Pagina di diario del 27 Agosto 2024 ore 04:17
Se un giorno ricomincerò, vorrei che fosse tenuto conto del mio passato. Vorrei che chiunque mi avvicinasse, dentro al cuore portasse pazienza e ascolto, per permettermi di raccontare tutta la mia storia dall’inizio. Vorrei leggergliela nell’ordine in cui è avvenuta, senza interruzioni, senza cedere il posto alla versione di altri attori, ai loro camuffamenti, alle loro giustificazioni.
Non vorrei mai ricominciare a vivere senza questa possibilità.
Prima di potersi avvicinare dovrebbero avere la piena conoscenza che non c’è stato un unico passato per me, ce ne sono stati molti, moltissimi. Non in tutti sono stata io la protagonista. Per molti passati io ero solo qualcosa di aggiunto alla mia storia, delineata da altri, per me.

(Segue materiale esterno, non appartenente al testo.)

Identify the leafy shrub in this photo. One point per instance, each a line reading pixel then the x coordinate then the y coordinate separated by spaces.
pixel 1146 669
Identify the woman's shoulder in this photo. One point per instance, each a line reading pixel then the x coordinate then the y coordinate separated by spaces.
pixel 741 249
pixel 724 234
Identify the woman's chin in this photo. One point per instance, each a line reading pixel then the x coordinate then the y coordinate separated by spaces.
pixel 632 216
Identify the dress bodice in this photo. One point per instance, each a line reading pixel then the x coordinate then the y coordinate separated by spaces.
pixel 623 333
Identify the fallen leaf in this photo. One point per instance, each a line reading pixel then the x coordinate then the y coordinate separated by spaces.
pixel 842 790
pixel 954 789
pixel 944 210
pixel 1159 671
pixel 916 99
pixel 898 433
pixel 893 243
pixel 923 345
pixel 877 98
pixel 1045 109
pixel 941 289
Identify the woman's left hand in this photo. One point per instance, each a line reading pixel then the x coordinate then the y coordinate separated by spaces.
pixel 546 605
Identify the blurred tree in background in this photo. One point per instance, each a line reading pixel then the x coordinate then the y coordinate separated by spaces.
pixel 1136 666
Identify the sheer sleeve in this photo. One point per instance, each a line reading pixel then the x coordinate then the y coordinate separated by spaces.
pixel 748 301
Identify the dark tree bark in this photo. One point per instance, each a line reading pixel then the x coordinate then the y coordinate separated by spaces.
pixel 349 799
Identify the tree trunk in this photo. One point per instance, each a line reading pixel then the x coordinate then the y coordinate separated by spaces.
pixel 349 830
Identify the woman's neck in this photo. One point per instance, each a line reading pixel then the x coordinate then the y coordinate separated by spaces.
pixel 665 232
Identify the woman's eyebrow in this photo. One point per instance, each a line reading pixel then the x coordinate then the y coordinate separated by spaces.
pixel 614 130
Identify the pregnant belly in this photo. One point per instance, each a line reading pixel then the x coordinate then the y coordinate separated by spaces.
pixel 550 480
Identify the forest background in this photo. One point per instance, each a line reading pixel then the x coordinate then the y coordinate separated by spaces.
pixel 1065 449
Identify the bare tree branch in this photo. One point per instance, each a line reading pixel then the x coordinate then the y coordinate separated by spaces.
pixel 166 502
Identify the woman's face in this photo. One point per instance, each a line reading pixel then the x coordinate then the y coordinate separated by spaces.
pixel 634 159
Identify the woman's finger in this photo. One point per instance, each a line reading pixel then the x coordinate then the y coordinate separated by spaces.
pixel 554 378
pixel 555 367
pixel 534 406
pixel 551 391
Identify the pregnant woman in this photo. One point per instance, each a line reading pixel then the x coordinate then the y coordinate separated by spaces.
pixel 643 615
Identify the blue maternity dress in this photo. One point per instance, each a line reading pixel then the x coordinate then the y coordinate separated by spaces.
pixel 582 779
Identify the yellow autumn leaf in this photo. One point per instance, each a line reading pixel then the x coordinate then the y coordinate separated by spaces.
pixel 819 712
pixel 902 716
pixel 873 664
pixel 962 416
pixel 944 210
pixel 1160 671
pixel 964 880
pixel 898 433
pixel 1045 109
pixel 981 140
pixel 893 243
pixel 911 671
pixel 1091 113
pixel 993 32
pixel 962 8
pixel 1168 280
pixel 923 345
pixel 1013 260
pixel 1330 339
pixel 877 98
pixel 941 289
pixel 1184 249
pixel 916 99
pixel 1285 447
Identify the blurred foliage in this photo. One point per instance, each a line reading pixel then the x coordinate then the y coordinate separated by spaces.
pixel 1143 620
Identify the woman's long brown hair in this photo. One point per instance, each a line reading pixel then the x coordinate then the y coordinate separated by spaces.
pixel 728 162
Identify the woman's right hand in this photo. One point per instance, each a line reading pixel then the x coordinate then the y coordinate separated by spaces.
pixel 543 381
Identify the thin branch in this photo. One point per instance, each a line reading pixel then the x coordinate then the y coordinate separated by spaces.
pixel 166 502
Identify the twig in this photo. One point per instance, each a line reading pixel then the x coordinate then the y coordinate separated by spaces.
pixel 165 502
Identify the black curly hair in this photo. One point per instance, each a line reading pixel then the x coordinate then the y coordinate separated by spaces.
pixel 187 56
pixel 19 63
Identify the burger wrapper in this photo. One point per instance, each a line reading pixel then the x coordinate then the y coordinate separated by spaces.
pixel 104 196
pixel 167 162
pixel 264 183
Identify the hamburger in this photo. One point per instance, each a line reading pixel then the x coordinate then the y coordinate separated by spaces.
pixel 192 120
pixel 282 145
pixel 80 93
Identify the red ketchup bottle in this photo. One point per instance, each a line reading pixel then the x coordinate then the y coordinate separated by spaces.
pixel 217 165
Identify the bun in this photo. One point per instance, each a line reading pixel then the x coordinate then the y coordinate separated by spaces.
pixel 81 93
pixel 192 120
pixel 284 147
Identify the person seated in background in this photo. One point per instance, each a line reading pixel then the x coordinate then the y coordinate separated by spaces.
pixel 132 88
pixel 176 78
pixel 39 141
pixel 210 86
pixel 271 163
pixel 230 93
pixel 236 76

Non mi è mai piaciuta. Solo in pochi momenti che non ho potuto apprezzare appieno. Sono stata nuvola, inseguita da molte tempeste, in rotta di collisione con altre tempeste. Lo spazio in mezzo era bello solo per il tempo di un pensiero. Ho sempre saputo che non era per me e, quando non lo sapevo io, me lo ricordavano tutti.
Nessuno dovrebbe avvicinarsi a chi ha subito traumi senza questa consapevolezza: si cammina in una città dopo un terremoto, uno scoppio nucleare, una inondazione. Si può riprendere quei mattoni e rimetterli a posto con pazienza, dargli una forma e mostrare loro che potranno tornare a essere edifici, palazzi, cortili… ma quella pietra non potrà mai dimenticare di essere stata nella distruzione, di aver assorbito l’impatto, perso frammenti, disgregato la quiete, aver stretto forte quel che restava e pensato “resisterò” prima che l’onda d’urto la smentisse.

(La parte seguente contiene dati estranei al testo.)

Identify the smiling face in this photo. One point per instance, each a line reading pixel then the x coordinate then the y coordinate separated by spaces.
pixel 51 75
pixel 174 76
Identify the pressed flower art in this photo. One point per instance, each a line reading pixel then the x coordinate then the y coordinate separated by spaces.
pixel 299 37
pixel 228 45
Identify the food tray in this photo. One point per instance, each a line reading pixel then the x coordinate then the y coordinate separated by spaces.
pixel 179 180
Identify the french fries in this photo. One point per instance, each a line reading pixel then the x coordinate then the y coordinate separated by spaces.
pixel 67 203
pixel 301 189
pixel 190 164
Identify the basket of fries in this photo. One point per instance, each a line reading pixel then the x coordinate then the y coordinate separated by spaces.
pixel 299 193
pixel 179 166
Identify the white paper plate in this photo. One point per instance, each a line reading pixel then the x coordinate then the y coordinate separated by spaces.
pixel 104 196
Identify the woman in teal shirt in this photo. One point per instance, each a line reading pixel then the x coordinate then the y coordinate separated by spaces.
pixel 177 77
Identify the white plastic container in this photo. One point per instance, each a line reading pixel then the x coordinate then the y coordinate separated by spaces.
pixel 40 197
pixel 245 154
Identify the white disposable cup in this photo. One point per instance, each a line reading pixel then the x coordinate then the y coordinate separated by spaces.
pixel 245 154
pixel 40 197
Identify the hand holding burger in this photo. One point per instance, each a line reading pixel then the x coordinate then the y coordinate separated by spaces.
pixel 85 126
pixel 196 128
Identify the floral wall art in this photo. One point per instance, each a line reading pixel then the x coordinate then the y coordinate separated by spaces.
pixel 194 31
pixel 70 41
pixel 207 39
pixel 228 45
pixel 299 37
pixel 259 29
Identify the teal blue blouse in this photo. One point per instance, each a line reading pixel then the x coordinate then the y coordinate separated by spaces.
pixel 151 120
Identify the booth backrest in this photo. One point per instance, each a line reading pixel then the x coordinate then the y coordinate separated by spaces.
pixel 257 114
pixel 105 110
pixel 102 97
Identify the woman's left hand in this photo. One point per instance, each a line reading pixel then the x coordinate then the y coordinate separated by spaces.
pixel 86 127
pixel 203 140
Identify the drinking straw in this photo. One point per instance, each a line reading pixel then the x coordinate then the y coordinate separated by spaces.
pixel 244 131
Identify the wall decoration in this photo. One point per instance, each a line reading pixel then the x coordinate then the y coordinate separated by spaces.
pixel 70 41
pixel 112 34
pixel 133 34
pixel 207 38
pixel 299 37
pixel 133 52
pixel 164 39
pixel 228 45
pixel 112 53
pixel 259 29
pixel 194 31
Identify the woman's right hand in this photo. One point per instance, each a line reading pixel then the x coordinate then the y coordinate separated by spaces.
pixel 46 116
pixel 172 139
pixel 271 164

Vorrei poter dare “istruzioni per l’uso” ma la verità è solo una: alcuni dolori non possono essere dimenticati e non ci sono valide istruzioni per tutti. Io per me non ne ho, ma so che sono costruita con gli stessi mattoni caduti dalla distruzione e questo non è un pregio. Non si vince un premio per restare in piedi. Anzi. Nessuno potrà più avvicinarsi con cura, con pazienza, con protezione. Tutti penseranno che solo perchè si è ancora in piedi si sia indistruttibili e questo ti riabilita ad essere una persona come tutte le altre. Ma non è così.

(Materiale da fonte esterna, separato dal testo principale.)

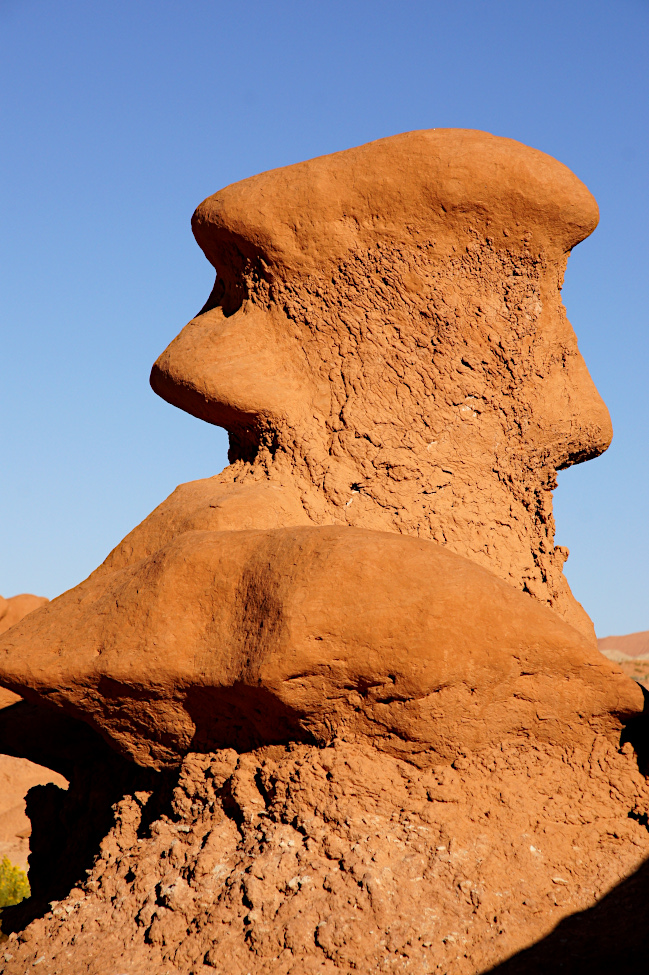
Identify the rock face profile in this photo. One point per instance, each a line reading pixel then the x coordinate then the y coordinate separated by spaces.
pixel 363 723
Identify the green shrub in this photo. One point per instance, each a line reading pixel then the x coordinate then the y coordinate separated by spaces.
pixel 14 885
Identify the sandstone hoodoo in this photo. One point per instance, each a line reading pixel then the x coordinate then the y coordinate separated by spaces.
pixel 353 657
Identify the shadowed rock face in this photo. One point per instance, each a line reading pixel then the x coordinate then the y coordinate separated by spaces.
pixel 386 345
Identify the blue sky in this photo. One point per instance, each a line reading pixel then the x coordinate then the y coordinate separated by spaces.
pixel 118 118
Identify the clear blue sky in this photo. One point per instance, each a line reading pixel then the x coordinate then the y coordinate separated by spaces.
pixel 119 116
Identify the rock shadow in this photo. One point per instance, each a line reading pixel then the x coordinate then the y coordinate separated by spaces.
pixel 241 717
pixel 611 938
pixel 67 825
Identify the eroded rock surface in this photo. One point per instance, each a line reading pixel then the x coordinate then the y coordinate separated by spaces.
pixel 344 859
pixel 18 775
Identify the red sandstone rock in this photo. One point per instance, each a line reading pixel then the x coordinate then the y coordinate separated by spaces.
pixel 18 775
pixel 632 644
pixel 386 336
pixel 342 859
pixel 16 607
pixel 236 639
pixel 387 347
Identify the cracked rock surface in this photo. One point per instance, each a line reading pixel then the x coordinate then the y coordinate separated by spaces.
pixel 344 859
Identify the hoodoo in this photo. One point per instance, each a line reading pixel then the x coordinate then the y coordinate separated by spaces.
pixel 354 651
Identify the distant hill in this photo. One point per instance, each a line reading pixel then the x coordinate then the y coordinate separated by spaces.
pixel 631 645
pixel 631 652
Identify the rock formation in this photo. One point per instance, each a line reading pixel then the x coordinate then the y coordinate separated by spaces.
pixel 631 645
pixel 18 775
pixel 16 607
pixel 353 657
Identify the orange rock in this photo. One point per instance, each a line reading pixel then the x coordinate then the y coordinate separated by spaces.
pixel 18 775
pixel 386 333
pixel 387 347
pixel 245 638
pixel 13 609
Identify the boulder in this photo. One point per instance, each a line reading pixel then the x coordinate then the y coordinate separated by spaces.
pixel 248 638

Non sono speciale, non sono migliore, sono un maldestro accrocco di tutti quei mattoni già esplosi. Io vorrei tanto scompormi, tornare al disfacimento, e invece ogni mattina vengo rimessa in piedi come un burattino proprio da questo: l’apparenza che salva tutti coloro che mi hanno distrutta, facendo credere loro che non hanno picchiato abbastanza duro tutto sommato. Impuniti, vittime della mia bruttura, di ogni ruvidezza, di tutte le crepe che non irradiano luce.
Se io un giorno ricomincerò vorrei che fosse dalla terra, dal primo colpo assestato, proprio da quello che per prima mi ha mandata in pezzi e vorrei dire “Ecco vedi, io non sono più stata intera da qui”. Non è l’ultimo singolo pugno che stende il pugile, è la somma di tutti quelli precedenti proprio a quello. Ogni nuovo pugno che prende ha addosso il peso di quelli di prima ed egli ha diritto ad un certo punto di arrendersi. Basta colpire. Lo dice il regolamento, lo dice l’arbitro. Il mio arbitro è un baro.
” Non è importante come si cade, ma come ci si rialza “. Ho sempre odiato questa frase, ho sempre pensato che dicesse che l’onore è rialzarsi, che sei tenuto a farlo, altrimenti non vali abbastanza. Sei un perdente.
Se non sarà così, se non potrò essere ascoltata e trattata tenendo conto di questo, allora non voglio nulla, non voglio altre occasioni, altre persone. Vorrei solo lasciare andare i pezzi, farli cadere tutti, e il giorno dopo non rimettermi insieme di nuovo, lasciarmi travolgere dal terremoto e semplicemente essere libera di non resistere. Ammutolire. Questo spero, ammutolire.